In this time of tech-induced attention-deficit-disorder, in which distraction is censorship, reading books for pleasure is both a powerful antidote and a tiny commitment to the coming revolution.
 
Maybe I go too far?
 
And yet, a few books over the last few weeks have given me so much…well, if not deep and democratic thoughtfulness, then an opportunity for the kind of far-ranging meditative rumination that makes life meaningful. If you also require an unTwitter, consider taking a tour of the following titles.
 
First, head west to L.A., where IQ (Joe Ide) is set. It’s a detective story featuring the kind of Sherlockian genius who is erratic and cold but also earnest and redeemable. It hits some familiar urban-mystery beats, but its South-Central-L.A. backdrop is so playful and poignant, and the idiosyncratic detective is so over the top and understated, that it exceeds the category.
 
Next up, travel to rainy Dublin, where Conversations with Friends (Sally Rooney) unfurls. It was a critical darling of late 2017, and though I almost hated the emo-reanimating, aggressively first-person narrator, I felt like I got her (which…?). The book’s inability to conceive of a woman in her late-30s as anything but completely irrelevant (sorry, ladies) is (mostly) offset by an interestingly indirect, unresolved depiction of marriage.
 
Now go back (way back) to the 1970s Midwest of Everything I Never Told You (Celeste Ng).

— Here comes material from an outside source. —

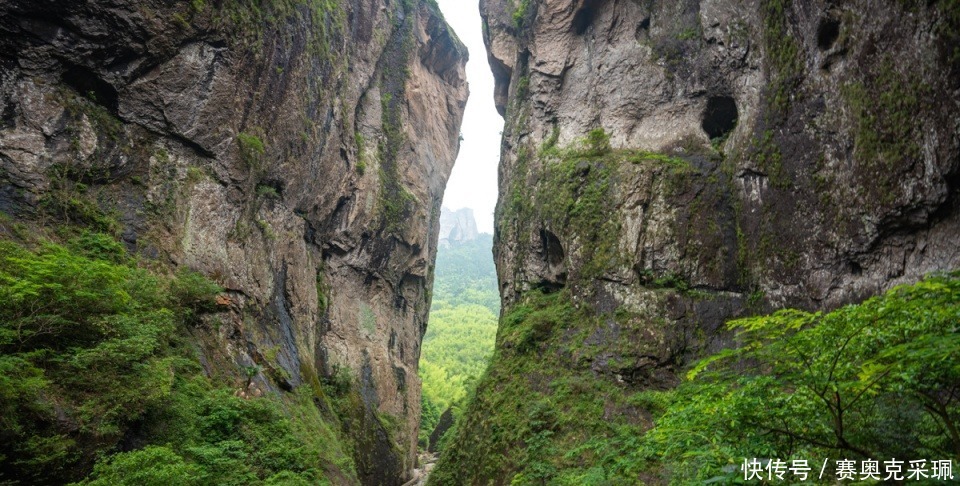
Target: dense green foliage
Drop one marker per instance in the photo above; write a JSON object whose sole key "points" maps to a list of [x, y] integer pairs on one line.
{"points": [[875, 380], [465, 274], [95, 359], [462, 328]]}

Everyone loves Little Fires Everywhere, but Ng’s first book about a disconnected interracial family is affecting. I spent the first half arching my brows at the pat characters and adherence to the plot’s pattern. I spent the last half crying my eyes out. And it wasn’t just because I was sad. It was because—what’s the cliché?—the world is so beautiful and life is so short.
 
End your tour in France with How to Behave in a Crowd (Camille Bordas). Isadore, the protagonist-narrator, is an empathetic 11-year-old kid brother of five genius older siblings. His anthropological view of his family, and his tendency to engage rather than alienate make him a delightful narrative companion. Also delightful: This is Bordas’s first book in English, and the slight disruption in the English-language rendering of the French family is very charming.
 
These books took me places, but mostly by offering a respite from the hot takes and Twitter feed that regularly ignite the flames on the side of my face. I wouldn’t call them escapist, though—or I would, but what they allowed me to escape was my own tiny sphere of tech-abetted interiority. My new problem is that the only book left on my bedside table is Behave. Help! Which books have helped you log off, mute all, and carry on?